Example email verbatim highlighting the text that Re:infer takes into account when making predictions
Whilst Re:infer is able to take into account certain metadata properties when training, particularly things like NPS score (for customer feedback datasets) that can help it understand sentiment, it is the text of the verbatim that is by far the most important data considered by Re:infer's models.
Please Note: Re:infer does not consider the specific sender or recipient address of an email, so this should not be used whatsoever when determining what label should be applied to an email verbatim.
What this all means is that it's important that each label is specific in what it's trying to capture, otherwise Re:infer will not be able to identify trends and patterns in the language that help it predict a label concept.

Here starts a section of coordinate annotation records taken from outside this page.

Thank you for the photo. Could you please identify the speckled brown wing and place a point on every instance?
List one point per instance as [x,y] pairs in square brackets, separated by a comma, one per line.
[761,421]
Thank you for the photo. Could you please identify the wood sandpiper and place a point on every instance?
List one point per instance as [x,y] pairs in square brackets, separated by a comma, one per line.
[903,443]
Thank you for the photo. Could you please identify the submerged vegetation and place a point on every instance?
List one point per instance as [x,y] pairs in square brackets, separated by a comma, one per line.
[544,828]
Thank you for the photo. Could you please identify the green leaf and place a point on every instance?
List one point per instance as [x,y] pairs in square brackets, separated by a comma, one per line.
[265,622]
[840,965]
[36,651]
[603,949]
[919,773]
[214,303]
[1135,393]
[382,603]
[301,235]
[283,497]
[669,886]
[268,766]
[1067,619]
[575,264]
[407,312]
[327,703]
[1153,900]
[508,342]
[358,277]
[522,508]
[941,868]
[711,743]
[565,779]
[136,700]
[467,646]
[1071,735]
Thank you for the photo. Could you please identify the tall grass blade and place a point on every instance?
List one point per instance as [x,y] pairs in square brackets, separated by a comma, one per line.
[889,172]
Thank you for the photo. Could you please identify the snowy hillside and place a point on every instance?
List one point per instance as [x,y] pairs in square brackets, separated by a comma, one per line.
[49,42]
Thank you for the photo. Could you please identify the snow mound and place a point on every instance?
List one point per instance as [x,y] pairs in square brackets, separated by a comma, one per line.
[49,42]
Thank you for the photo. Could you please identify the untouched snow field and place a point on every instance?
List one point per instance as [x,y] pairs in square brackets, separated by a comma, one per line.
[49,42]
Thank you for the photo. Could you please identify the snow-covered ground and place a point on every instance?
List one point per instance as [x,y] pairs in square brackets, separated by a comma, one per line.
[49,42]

Why should I try to avoid using very broad labels?
Extremely broad labels such as 'General Query', or 'Everything else' can be very unhelpful if used to group together lots of different distinct topics and there's no clear pattern or commonality between the examples provided to Re:infer.
If Re:infer is to predict a label well, its need multiple similar examples of the different expressions of each concept captured by a label. Extremely broad labels therefore require very large numbers of examples to be predicted well.
It's usually much better practice to split broad labels out into distinct labels - even if you have 'Everything Else > [Various child labels]'.
If Re:infer is better able to identify a child label because it's more specific and clearly identifiable (compared to a very broad parent category), it can actually significantly boost its ability to predict its parent label too.